How to Setup Amazon Managed Grafana

The Amazon Managed Grafana is a fully managed service for Grafana used to query, visualize, and alert on your metrics, logs, and traces. Grafana provides a centralized dashboard where we can add many data sources.



Deployment

Collecting Metrics

Once Prometheus is fully functional on its own, then we add the HTTP endpoint for Prometheus as a data source for Amazon Managed Grafana, where we can centralize, visualize, query, and alert on those metrics. The Prometheus workspace is fully managed by AWS so therefore is not deployed to an EKS cluster.

Deploy the Amazon Managed Prometheus workspace with the managed-prometheus/workspace component to each platform account and/or any account where you'd like to collect metrics. Define a stack catalog as follows:

components:
terraform:
prometheus:
metadata:
component: managed-prometheus/workspace
vars:
enabled: true
name: prometheus
# Create cross-account role for core-auto to access AMP
grafana_account_name: core-auto

Then import this stack catalog file anywhere you want to deploy Prometheus. For example, all platform accounts. Then deploy the workspace into each stack:

atmos terraform apply prometheus -s plat-use2-sandbox
atmos terraform apply prometheus -s plat-use2-dev
atmos terraform apply prometheus -s plat-use2-staging
atmos terraform apply prometheus -s plat-use2-prod

Once you have the workspace provisioned, then add a collector. There are a number of collectors that can be set up with Prometheus, but we primarily use the Amazon managed collector for EKS, commonly referred to as a "scraper". The scraper is deployed alongside an EKS cluster and is granted permission to read metrics for that EKS cluster. That scraper then forwards logs to Amazon Managed Prometheus.

Deploy the managed collected with the eks/prometheus-scraper component to any account with Prometheus where you'd like to collect metrics from EKS. Define a stack catalog as follows:

components:
terraform:
eks/prometheus-scraper:
vars:
enabled: true
name: prometheus-scraper
prometheus_component_name: prometheus

Then import this stack catalog file anywhere you want to deploy Prometheus. For example, all platform accounts.
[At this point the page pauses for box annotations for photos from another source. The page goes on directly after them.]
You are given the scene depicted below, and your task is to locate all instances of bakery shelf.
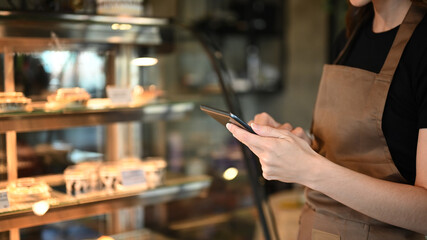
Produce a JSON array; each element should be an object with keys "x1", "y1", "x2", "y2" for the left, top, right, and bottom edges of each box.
[
  {"x1": 88, "y1": 229, "x2": 172, "y2": 240},
  {"x1": 0, "y1": 101, "x2": 194, "y2": 133},
  {"x1": 0, "y1": 175, "x2": 211, "y2": 231}
]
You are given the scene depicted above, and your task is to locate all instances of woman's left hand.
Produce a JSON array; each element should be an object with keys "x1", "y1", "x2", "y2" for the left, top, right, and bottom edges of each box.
[{"x1": 227, "y1": 123, "x2": 322, "y2": 185}]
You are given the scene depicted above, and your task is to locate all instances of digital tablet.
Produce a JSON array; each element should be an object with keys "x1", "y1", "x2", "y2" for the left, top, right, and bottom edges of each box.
[{"x1": 200, "y1": 105, "x2": 256, "y2": 134}]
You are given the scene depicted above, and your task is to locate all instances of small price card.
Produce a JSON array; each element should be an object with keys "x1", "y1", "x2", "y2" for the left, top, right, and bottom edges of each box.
[
  {"x1": 0, "y1": 190, "x2": 9, "y2": 209},
  {"x1": 107, "y1": 86, "x2": 132, "y2": 105},
  {"x1": 122, "y1": 169, "x2": 145, "y2": 186}
]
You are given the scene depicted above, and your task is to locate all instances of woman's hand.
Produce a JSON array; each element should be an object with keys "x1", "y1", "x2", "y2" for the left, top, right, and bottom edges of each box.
[
  {"x1": 227, "y1": 122, "x2": 323, "y2": 185},
  {"x1": 249, "y1": 112, "x2": 312, "y2": 145}
]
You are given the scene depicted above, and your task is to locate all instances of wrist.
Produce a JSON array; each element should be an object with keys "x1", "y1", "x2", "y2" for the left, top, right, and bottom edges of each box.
[{"x1": 304, "y1": 153, "x2": 336, "y2": 190}]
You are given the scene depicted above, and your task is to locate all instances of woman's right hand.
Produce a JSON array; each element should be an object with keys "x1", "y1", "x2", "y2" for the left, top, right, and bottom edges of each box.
[{"x1": 249, "y1": 112, "x2": 312, "y2": 145}]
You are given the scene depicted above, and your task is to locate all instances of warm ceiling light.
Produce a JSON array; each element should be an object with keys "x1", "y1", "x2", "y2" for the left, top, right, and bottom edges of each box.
[
  {"x1": 131, "y1": 57, "x2": 159, "y2": 67},
  {"x1": 111, "y1": 23, "x2": 132, "y2": 31},
  {"x1": 33, "y1": 200, "x2": 49, "y2": 216},
  {"x1": 222, "y1": 167, "x2": 239, "y2": 181}
]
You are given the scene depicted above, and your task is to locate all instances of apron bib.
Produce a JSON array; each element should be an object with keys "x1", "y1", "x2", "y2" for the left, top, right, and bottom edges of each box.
[{"x1": 298, "y1": 5, "x2": 425, "y2": 240}]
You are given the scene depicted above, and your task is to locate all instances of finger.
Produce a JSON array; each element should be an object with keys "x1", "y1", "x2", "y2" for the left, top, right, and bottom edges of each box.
[
  {"x1": 226, "y1": 123, "x2": 262, "y2": 150},
  {"x1": 279, "y1": 123, "x2": 293, "y2": 131},
  {"x1": 291, "y1": 127, "x2": 311, "y2": 145},
  {"x1": 253, "y1": 112, "x2": 280, "y2": 127},
  {"x1": 291, "y1": 127, "x2": 306, "y2": 138}
]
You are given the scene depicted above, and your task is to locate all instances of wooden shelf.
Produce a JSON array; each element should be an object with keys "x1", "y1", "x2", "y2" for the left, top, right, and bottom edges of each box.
[
  {"x1": 0, "y1": 175, "x2": 211, "y2": 231},
  {"x1": 0, "y1": 102, "x2": 194, "y2": 133}
]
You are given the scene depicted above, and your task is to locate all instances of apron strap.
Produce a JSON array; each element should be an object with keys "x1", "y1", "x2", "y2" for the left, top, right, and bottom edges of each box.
[{"x1": 378, "y1": 4, "x2": 425, "y2": 82}]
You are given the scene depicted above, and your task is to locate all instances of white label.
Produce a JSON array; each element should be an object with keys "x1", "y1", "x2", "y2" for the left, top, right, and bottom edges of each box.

Then deploy the workspace into each stack:

atmos terraform apply eks/prometheus-scraper -s plat-use2-sandbox
atmos terraform apply eks/prometheus-scraper -s plat-use2-dev
atmos terraform apply eks/prometheus-scraper -s plat-use2-staging
atmos terraform apply eks/prometheus-scraper -s plat-use2-prod

Finally after the scraper is deployed, we have to finish the Cluster Role Binding configuration with the EKS cluster's auth map. Note the scraper_role_arn and clusterrole_username outputs from the eks/prometheus-scraper component and set them to rolearn and username respectively with the map_additional_iam_roles input for eks/cluster.

components:
terraform:
eks/cluster:
vars:
map_additional_iam_roles:
# this role is used to grant the Prometheus scraper access to this cluster. See eks/prometheus-scraper
- rolearn: "arn:aws:iam::111111111111:role/AWSServiceRoleForAmazonPrometheusScraper_111111111111111"
username: "acme-plat-ue2-sandbox-prometheus-scraper"
groups: []

Then reapply each given cluster component.

Scraping Logs

Logs are collected with Loki and Promtail by Grafana.

Grafana Loki is a set of resources that can be combined into a fully featured logging stack. Unlike other logging systems, Loki is built around the idea of only indexing metadata about your logs: labels (just like Prometheus labels). Log data itself is then compressed and stored in chunks in object stores such as S3 or GCS, or even locally on a filesystem.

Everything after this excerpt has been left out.